真っ直ぐ見つめる僕に、彼女は顔を顰めながら目を反らしました。
その反応は、身に覚えがあると…そういう意味でしょうか。
僕は構わず続けました。

「どんなにいじめや嫌がらせをしても、証拠が残らなければ幾らでも言い逃れできます」
「……………」
「相手を孤立させてしまえば尚更、それは簡単だったのではありませんか」

僕が言葉を重ねるごとに、石嶺さんの表情が歪んでいきました。
彼女の中で記憶を掠めるものがあるのか、それは僕には分かりませんが。

「今の△△さんは、独りではありません」

過去がどうだったとしても、もう、石嶺さんの思う通りにはならない。
図書室での△△さんの声は、その意思表示のように聞こえました。

だからこそ、石嶺さんの狙いが何処にあろうと、何をしようとしていようと。
小中学校の時がどうであれ、今の△△さんは、石嶺さんの自由になどならないし…させません。
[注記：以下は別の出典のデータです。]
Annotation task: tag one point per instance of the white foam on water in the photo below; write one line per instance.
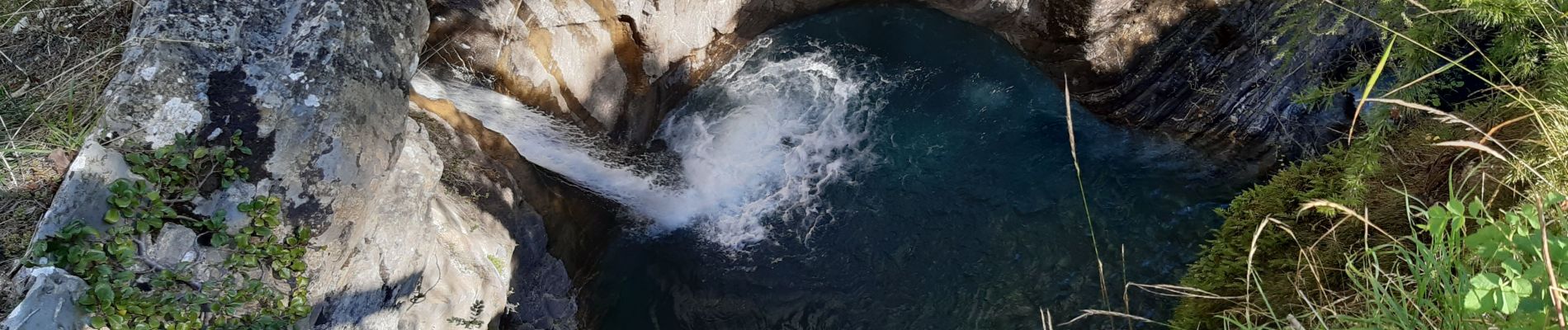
(764, 143)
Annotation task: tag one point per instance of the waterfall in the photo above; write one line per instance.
(756, 144)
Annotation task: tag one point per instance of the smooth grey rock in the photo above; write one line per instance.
(50, 300)
(319, 91)
(174, 244)
(1203, 71)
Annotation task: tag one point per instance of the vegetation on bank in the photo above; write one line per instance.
(1442, 210)
(55, 59)
(259, 282)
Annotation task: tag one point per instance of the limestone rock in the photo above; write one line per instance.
(620, 66)
(50, 300)
(319, 91)
(174, 244)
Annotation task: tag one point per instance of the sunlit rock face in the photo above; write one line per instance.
(319, 91)
(1203, 71)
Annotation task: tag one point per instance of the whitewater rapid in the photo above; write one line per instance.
(761, 148)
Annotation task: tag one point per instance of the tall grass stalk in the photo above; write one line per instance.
(1476, 260)
(1099, 263)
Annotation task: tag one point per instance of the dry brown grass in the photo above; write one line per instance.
(55, 59)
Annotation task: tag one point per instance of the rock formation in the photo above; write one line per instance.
(1205, 71)
(319, 91)
(435, 207)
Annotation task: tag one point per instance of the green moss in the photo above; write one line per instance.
(1221, 270)
(261, 284)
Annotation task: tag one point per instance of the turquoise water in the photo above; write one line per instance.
(946, 199)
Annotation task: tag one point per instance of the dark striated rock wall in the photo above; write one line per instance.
(1205, 71)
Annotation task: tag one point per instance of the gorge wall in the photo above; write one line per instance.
(1214, 73)
(411, 197)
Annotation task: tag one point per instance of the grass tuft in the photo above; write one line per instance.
(55, 59)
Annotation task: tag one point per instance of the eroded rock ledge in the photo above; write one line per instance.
(409, 204)
(1203, 71)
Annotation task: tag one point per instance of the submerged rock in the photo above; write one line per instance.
(421, 219)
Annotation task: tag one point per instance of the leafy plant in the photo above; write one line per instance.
(129, 291)
(474, 316)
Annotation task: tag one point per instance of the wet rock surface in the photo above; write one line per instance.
(319, 91)
(1203, 71)
(442, 210)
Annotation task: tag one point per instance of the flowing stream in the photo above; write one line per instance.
(877, 167)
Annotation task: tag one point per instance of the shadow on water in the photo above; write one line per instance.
(970, 218)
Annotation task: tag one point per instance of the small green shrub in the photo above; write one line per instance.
(474, 316)
(261, 284)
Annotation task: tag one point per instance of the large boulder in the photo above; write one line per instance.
(1205, 71)
(319, 91)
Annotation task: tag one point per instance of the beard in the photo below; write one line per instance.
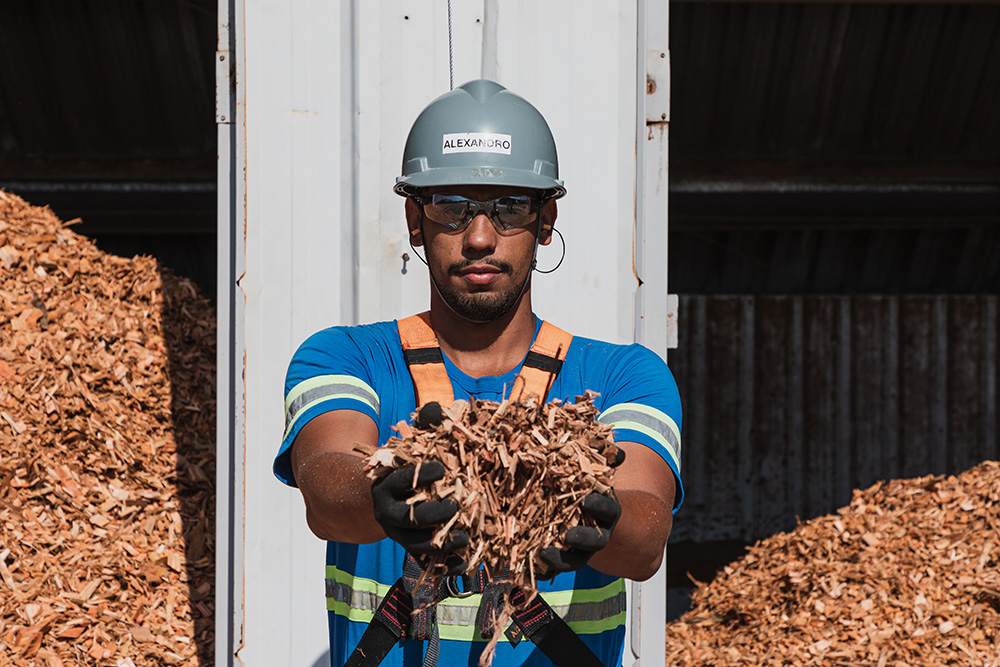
(482, 306)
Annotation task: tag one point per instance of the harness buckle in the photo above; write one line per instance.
(453, 589)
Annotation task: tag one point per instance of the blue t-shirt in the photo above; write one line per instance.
(362, 369)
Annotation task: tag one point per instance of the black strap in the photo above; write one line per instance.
(543, 362)
(423, 355)
(389, 624)
(550, 633)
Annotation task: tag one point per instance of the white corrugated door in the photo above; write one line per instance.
(324, 96)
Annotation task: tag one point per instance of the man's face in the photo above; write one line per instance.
(480, 271)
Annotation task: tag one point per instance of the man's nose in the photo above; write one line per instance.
(480, 235)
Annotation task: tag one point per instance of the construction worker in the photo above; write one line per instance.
(480, 178)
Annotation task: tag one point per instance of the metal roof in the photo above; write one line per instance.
(117, 88)
(879, 85)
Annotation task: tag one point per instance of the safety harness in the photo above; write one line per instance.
(408, 609)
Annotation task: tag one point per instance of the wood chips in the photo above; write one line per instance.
(908, 575)
(107, 422)
(518, 473)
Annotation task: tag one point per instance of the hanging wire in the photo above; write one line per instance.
(451, 53)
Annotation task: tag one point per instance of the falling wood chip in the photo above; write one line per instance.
(517, 495)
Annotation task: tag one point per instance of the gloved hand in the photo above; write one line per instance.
(582, 542)
(415, 529)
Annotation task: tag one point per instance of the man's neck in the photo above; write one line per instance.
(489, 348)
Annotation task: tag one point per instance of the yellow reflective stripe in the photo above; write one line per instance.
(650, 422)
(321, 380)
(316, 390)
(355, 582)
(352, 614)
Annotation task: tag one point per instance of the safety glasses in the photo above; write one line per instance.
(506, 213)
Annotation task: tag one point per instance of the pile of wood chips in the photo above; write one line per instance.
(107, 422)
(908, 575)
(517, 470)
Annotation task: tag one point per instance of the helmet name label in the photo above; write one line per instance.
(476, 142)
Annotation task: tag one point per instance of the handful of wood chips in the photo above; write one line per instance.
(518, 471)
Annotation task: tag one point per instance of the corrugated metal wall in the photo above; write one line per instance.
(791, 402)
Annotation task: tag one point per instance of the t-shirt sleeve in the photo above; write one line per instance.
(329, 371)
(641, 401)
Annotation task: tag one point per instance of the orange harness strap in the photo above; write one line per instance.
(430, 378)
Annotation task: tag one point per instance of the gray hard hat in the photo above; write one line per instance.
(480, 134)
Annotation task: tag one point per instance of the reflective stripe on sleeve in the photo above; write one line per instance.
(586, 611)
(648, 421)
(321, 388)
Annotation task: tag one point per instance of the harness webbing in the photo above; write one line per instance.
(410, 608)
(430, 377)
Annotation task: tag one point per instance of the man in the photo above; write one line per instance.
(480, 177)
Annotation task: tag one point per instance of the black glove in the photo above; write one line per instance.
(413, 526)
(583, 541)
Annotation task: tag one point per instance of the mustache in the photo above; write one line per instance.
(456, 268)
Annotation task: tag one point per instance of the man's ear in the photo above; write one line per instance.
(414, 216)
(547, 216)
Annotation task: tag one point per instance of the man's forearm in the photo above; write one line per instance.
(338, 498)
(637, 543)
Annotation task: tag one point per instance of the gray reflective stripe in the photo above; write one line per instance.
(616, 416)
(363, 600)
(465, 615)
(592, 611)
(325, 390)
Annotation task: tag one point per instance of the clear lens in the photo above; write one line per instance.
(456, 212)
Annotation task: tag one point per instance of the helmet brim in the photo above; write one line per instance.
(409, 185)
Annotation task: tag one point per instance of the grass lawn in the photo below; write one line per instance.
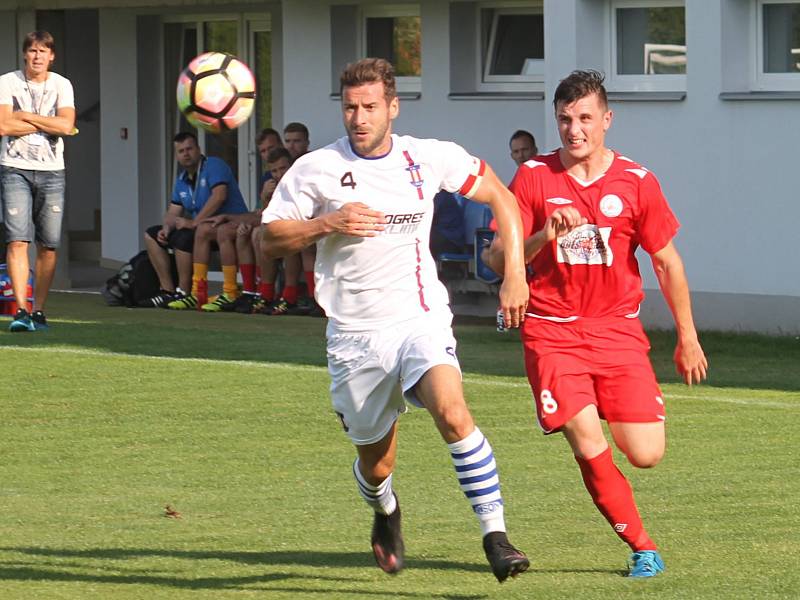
(115, 413)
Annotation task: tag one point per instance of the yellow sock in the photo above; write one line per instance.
(199, 271)
(229, 286)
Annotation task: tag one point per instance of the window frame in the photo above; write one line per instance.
(763, 81)
(641, 82)
(487, 82)
(405, 84)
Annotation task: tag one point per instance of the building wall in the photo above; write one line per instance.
(120, 173)
(726, 165)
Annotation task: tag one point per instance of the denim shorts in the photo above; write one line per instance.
(33, 205)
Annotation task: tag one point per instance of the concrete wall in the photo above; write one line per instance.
(726, 165)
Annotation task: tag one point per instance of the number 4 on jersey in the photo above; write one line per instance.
(347, 180)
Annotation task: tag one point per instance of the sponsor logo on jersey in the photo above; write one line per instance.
(640, 173)
(403, 223)
(611, 205)
(559, 201)
(413, 169)
(586, 245)
(486, 508)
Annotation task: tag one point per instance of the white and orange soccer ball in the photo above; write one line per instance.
(216, 92)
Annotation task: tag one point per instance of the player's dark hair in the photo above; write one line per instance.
(183, 136)
(520, 133)
(268, 132)
(370, 70)
(278, 153)
(39, 37)
(296, 127)
(580, 84)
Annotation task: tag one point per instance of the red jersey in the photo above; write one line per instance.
(592, 271)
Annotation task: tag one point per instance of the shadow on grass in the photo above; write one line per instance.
(736, 360)
(55, 571)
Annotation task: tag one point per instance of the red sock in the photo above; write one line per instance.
(248, 277)
(613, 496)
(309, 283)
(289, 294)
(267, 291)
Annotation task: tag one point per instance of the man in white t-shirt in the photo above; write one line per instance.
(37, 109)
(367, 202)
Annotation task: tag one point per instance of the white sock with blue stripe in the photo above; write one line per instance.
(381, 497)
(477, 475)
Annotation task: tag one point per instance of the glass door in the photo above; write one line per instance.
(247, 38)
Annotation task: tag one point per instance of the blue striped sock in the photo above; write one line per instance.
(381, 497)
(477, 475)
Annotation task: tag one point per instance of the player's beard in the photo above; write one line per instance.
(366, 147)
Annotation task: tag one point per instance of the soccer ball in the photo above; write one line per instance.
(216, 92)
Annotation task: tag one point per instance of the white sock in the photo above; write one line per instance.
(381, 497)
(477, 475)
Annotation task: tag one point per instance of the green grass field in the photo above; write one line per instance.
(115, 413)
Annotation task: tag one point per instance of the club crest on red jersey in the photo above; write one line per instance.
(611, 205)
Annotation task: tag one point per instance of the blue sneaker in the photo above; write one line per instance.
(646, 563)
(22, 321)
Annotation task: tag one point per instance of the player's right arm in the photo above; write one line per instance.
(284, 237)
(11, 125)
(174, 211)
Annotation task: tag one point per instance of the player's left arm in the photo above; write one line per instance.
(10, 124)
(63, 123)
(514, 294)
(690, 360)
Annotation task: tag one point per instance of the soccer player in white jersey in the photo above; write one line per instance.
(367, 201)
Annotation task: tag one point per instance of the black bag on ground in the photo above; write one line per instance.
(135, 281)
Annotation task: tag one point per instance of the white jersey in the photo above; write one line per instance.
(367, 283)
(36, 151)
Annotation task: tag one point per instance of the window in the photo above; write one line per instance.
(778, 35)
(649, 46)
(513, 46)
(395, 33)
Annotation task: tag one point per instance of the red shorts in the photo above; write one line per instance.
(591, 361)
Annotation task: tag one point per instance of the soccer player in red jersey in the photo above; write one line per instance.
(585, 210)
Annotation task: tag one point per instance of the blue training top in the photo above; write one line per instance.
(213, 172)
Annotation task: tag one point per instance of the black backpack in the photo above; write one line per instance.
(135, 281)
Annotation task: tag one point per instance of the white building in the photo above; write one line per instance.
(706, 94)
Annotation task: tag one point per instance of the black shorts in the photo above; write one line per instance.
(178, 239)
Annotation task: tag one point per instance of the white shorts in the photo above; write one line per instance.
(372, 372)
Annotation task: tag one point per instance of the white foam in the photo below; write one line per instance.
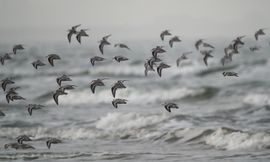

『そういうことなら、私達も協力は惜しまないわ。ね、日向くん』
『そうだな。△△はもう、俺達の仲間だしな』

打ち明けた僕に、そう言ってくれた二人を、僕は思い出しました。
そして僕はもちろん、(打ち明けてはいませんが)他のバスケ部のみんなも。
そして△△さんの友達も…きっと。

「ご存知だと思いますが、今の△△さんには『友達』がいます。バスケ部のみんなも彼女を大切な仲間だと思っています。それでもまだ彼女に何かご用があるようでしたら、その時には僕達もお相手しますので、そのつもりでいてください」

彼女が何をしても…あるいは何かをしようとしていても、今の△△さんの傍には友達も仲間もいるのだと、僕は石嶺さんに告げました。
すると、

「友達とか仲間とか、バカじゃない?」

歪んだ表情のまま、彼女はいきなり笑い出しました。

「そんなもの、明日になったら変わってるかもしれないじゃん。それが何の役に立つっての?」
「それは君自身のことですか」
「な……っ」
「君の価値観について、とやかく言うつもりはありません。ただ、みんなが君の言うような人間ばかりではないと僕は思っています」

そして多分、△△さんもそう思っているから…少なくとも、思おうとしたからこそ、今の『友達』を得られたのだと僕は思います。